でも、もう別ルートを探している暇などありません。行くしかないのです。
気持ちを入れ替え、山肌をガツガツ攻める運転に切り替えると、二人はすぐに気づきました。
えっこ「グイグイいくね~」
ショウ「イニシャルDだー。ドリフト!豆腐置かなきゃ!」
私「やんちゃな頃を思い出すわ!」(ウソですよ!)
前方に車が見えてきました。車間距離を置こうと思った矢先に、その車は道を開けてくれました。
「わー、車をよけさせたー」
「えー、そんなつもりなかったんだけど!」
と、わいわい言いながら峠越えは終わり、うす暗い山道を抜けてもすでに、あたりは夕暮れとなっていました。
暗すぎて、道路の先が見えづらくなっています。
さっき、目のお寺を参拝したばかりなのに。
ハイビームをつけたりしながら進んでいくと、またもや前方に車を見つけました。
4台ほどつながっています。どうやら、前の車がゆっくりなので、数珠つなぎになっているよう。
明らかに、一番後ろの車が先を急いでいます。
私たちがその後ろにつく前に、前の車2台が道をそれ、空気を読んだ次の車が道を譲ってくれました。
そこを、4台目の車と、それに続く私たちの車が弾丸と化して通り過ぎました。
私たちもなかなかのスピードできましたが、前の車はそれ以上に飛ばしています。
「こんな場所であんなに急いでるなんて、きっと前の車もお寺に向かっているんだね」
そう話していた通り、前の車はまっしぐらに走り続け、その後をきっちりついていった私たちと一緒に、34番寺の駐車場へと滑り込みました。
○ 34番水潜寺
到着したのは、ナビの予想より早い4時35分。なんとか大丈夫そうです。
でも、お寺までの参道は、先の見えない急坂になっていたので、3人で悲鳴をあげました。
「足が疲れたー」
「お尻の後ろが痛いー」
ほかに上って行く人たちも数名おり、もちろんみんな急ぎ足です。
まさに駆け込み参拝。
急坂を上りきったところにある境内には、十数名の参拝者がいました。
ここでは、午前中一緒だったツアーバスの団体にはもう会いませんでした。
きっと私たちが食事をとっている間に訪れたんでしょう。
ここまでくればもう安心。ゆっくりと参拝できる・・・はずながら、おそらくは参拝者全員が御朱印をいただくため、待つ時間も必要です。
手早く参拝をして、御朱印の列に並びました。
自分の番になった時に、お坊さんは、御朱印を書く手を休めずに
「どこから見えたんですか?横浜?おや、ご苦労様です」
「これで結願、おめでとうございます」
などとずっと話しかけてこられました。
2月の大雪の時に、このあたりは43cm雪が積もったとか、この前クマがすぐ近くに出没したとか。

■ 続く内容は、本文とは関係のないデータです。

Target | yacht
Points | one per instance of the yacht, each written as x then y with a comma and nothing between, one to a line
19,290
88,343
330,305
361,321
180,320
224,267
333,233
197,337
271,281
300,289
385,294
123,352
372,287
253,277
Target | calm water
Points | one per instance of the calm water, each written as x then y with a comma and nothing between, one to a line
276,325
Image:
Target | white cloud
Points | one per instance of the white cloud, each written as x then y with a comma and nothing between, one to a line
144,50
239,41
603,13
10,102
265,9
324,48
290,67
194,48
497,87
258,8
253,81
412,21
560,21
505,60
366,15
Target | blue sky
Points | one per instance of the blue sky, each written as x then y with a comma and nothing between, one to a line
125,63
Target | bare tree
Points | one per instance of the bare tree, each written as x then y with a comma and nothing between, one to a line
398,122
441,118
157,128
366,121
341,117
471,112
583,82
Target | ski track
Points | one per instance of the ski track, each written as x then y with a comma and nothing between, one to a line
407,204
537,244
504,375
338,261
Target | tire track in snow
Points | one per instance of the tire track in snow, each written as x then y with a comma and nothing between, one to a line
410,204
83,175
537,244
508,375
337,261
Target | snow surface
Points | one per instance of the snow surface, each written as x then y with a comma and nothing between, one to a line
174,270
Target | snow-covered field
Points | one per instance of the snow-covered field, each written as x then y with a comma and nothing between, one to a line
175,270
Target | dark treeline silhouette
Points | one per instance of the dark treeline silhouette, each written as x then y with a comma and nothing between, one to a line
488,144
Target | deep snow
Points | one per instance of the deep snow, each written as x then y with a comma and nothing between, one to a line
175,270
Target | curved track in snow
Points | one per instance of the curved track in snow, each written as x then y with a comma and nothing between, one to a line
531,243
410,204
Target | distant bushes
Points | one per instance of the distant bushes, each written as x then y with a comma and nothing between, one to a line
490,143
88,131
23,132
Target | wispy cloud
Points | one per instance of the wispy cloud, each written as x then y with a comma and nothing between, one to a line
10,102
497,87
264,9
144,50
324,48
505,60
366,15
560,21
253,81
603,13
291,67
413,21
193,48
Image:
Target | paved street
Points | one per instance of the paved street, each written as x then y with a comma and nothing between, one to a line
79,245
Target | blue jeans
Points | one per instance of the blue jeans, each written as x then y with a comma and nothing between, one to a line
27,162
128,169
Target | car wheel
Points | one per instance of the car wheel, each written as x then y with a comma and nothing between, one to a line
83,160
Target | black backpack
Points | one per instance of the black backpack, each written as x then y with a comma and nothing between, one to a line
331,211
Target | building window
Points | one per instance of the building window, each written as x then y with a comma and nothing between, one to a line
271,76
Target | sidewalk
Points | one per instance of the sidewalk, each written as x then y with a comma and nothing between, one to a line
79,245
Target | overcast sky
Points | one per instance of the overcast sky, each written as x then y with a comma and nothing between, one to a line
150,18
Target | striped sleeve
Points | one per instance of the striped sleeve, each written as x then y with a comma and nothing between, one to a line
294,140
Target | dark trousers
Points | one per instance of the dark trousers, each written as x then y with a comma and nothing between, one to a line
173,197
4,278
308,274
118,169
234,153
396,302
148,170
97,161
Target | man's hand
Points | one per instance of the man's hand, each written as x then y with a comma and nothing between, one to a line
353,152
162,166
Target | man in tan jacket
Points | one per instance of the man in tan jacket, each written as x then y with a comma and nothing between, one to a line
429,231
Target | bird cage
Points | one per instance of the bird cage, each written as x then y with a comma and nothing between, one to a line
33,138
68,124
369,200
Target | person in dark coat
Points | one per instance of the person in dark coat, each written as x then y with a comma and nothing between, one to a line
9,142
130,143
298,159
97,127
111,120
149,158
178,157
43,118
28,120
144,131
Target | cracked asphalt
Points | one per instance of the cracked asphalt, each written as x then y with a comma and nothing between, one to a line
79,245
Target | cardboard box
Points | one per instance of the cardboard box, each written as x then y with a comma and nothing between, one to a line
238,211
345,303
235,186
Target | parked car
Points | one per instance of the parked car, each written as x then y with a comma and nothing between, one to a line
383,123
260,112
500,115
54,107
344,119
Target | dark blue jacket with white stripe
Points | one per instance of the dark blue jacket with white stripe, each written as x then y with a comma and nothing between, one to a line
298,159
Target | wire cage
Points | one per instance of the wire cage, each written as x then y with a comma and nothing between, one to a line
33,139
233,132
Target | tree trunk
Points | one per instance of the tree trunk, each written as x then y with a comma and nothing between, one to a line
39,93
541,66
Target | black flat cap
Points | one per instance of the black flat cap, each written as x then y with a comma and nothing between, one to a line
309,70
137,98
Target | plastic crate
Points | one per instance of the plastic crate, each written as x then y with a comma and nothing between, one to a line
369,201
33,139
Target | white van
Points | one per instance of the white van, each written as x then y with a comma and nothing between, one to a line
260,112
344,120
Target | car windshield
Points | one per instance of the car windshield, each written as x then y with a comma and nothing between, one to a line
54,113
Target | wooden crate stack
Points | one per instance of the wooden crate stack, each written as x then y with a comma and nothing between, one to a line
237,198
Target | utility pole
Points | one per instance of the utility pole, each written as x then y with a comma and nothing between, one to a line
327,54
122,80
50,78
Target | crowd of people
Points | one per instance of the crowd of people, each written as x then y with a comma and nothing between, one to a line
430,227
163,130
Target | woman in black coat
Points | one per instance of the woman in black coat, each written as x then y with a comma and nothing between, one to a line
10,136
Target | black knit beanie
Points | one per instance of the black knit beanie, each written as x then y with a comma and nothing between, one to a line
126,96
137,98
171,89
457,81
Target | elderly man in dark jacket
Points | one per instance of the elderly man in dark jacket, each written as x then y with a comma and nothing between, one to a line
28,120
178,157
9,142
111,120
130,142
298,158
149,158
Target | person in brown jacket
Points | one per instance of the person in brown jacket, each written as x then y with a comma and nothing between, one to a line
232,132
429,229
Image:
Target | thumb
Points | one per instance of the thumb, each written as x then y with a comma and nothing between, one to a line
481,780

ずっと話を続けながら御朱印をしたためる人は初めてで、驚きました。
○ コンプリート万歳
御朱印をいただき、散華をいただいて。
再び参拝をします。
これで、秩父三十四カ所、結願しました。
コンプリート、バンザーイ!
ショウとハイタッチします。
今回が初めて参加のえっこさんは、御朱印はまだ5つですが、「今回一番大変なところを周ったから、ほかはなんとかなるよ!」
「あとはがんばれば歩いてでも周れるから!」と、2人で励ましました。
彼女は家から近いので、周りやすそうですし。
水潜寺からもう少し奥に行ったところに、華厳の滝もあります。
もう時間を気にすることもないし、レンタカーはまだまだ借りられますが、すっかり暗くなってしまったため、「町に戻ろうか」ということになりました。
すっかり魂が抜けた状態の私たち。
えっこさんが「あ、般若心経読もうと思ってたのに忘れちゃった」と言うまで、読経することさえ忘れていました。

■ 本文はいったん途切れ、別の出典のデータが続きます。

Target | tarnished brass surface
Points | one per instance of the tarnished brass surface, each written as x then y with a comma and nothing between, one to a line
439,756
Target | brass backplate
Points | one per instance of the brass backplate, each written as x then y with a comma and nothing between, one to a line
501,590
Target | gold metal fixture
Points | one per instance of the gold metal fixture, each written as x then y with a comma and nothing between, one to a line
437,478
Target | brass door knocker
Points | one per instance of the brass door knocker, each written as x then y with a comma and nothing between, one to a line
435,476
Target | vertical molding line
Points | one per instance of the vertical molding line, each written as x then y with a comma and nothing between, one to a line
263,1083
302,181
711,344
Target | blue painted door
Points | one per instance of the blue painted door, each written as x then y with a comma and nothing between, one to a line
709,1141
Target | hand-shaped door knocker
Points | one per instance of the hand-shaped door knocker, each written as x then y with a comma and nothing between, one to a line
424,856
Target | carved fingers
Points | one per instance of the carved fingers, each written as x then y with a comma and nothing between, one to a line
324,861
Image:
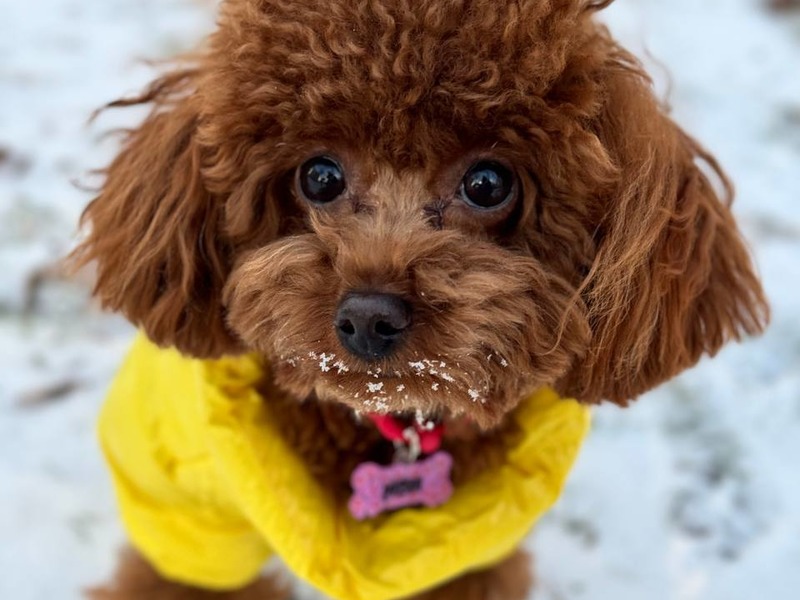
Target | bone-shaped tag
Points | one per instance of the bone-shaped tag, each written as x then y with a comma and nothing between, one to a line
378,488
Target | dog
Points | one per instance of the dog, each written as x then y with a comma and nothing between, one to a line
388,241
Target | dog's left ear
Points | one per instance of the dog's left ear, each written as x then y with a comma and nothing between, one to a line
156,232
672,279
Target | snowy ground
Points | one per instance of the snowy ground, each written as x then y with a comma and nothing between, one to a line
694,493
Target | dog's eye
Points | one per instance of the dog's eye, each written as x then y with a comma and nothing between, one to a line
321,180
487,184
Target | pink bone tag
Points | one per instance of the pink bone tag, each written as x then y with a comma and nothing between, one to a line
378,488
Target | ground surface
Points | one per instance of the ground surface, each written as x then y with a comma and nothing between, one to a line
694,493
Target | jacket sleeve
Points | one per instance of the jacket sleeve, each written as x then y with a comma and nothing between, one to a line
173,503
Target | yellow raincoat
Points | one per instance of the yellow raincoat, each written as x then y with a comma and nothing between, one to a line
208,489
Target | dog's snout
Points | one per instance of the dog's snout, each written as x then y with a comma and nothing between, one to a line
370,326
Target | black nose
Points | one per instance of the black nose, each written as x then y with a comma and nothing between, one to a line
370,326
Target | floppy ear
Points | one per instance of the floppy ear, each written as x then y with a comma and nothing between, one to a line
156,231
672,279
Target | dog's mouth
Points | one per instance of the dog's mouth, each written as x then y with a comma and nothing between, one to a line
431,389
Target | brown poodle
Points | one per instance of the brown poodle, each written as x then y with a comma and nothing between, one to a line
491,181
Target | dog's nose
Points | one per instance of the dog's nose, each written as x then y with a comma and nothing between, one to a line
370,326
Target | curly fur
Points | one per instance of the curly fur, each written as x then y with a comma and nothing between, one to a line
618,267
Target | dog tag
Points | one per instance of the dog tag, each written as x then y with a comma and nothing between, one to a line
378,488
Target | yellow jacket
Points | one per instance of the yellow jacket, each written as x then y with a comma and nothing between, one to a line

さっき、苔不動の奥様に、スパルタ特訓を受けたばかりなのにー!
○ そして5時
5時になり、どこからか「夕焼け小焼け」の音楽が流れてきたときには、3人とも口をそろえて「あー」と言いました。
これで、この日の巡礼はおしまい。
お寺は閉まり、巡礼者は宿に戻ります。
34番寺からあとは帰るだけ。
お寺のそばには満願の湯がありました。
「巡礼を終えた後にこんな名前の温泉があったら、そりゃ入りたくなっちゃうよね!」
でも、今回は入りません。
だって家に着くまでが遠足のように、レンタカー店に着くまでが真剣勝負。
温泉でリラックスした後、車を運転するなんて高度な技は、私にはできませーん。
先を急がぬ気楽な道のりですが、距離があるため、秩父駅前に戻ってきたときにはもう6時半になっていました。
レンタカーを返して、ドライブもおしまい。
この日は7時間40分、107km走りました!
ひ、百キロ越えー!ビギナーびっくり。
そんなに走ったの?秩父って広いんですね。
考えていたよりもけっこう長い時間、運転をし続けていたんだなあと思います。
でもずっと楽しかったので、つらさはありません。とっても満足です。
○ かえでサイダー・あの蒸しパン
本当は3人で、カンパイしたいところですが、さっき食べたわらじかつ丼が、まだおなかのなかにずっしりと残っているので、食事をしたい気分にはなりません。
電車が来るまで、軽くお茶することにしました。
2人がコーヒーを頼んでいるところで、私はかえでサイダーを頼みました。
秩父産というので!
本当に楓の味がするサイダーで、おいしくいただきました。
隣のお店には「あの蒸しパン」が売られていました。
みんなで「あの蒸しパン」とつぶやきます。
「あのって、どの?」と2人は首をひねっていますが、私だけピンときました。
「あの花」からとっているんですね。
○ エピローグ
2人と別れて、帰宅したら、どっと疲れが出て、ベッドからしばらく動けませんでした。
とても楽しい一日でしたが、ずっと運転手をやっていたのは、初めてのこと。
いい経験になりました!
事故もなく、よかったです。
この日の巡礼のお寺の詳細について、こちらにまとめてあります。
■ 秩父札所巡礼4(2014.11.9)
並行して、いくつかの観音巡礼を同時進行していますが、結願したのは、これが初めて。
期限があるので、集中して取り組んだためですが、やっぱり巡礼って、簡単にはいかないもの。
いろいろと大変だったなあと、しみじみ思い返します。
でも、その分、やりがいと達成感がありました。
えっこさん、ドイツから帰りたての忙しい時に、付き合ってくれてありがとう!
またお寺めぐりしましょうね。
そして、多忙な中を縫って秩父に向かい、一緒に巡ってくれたショウ。
なにもわからないアメリカ帰りのあなたを、ディープな巡礼に誘ってしまったけれど、最後まで頑張ってもらえて、感激です。
がんばったショウに、いいことが起こりますように!
私の願いもかないますように!
ところで、ショウは「この巡礼が最後までできますように」と願っていたそうです。
私も「御開帳期間中にすべて周れますように」と祈願していました。
一緒じゃーん!
そして二人とも、すでに願いがかなってるじゃーん(笑)!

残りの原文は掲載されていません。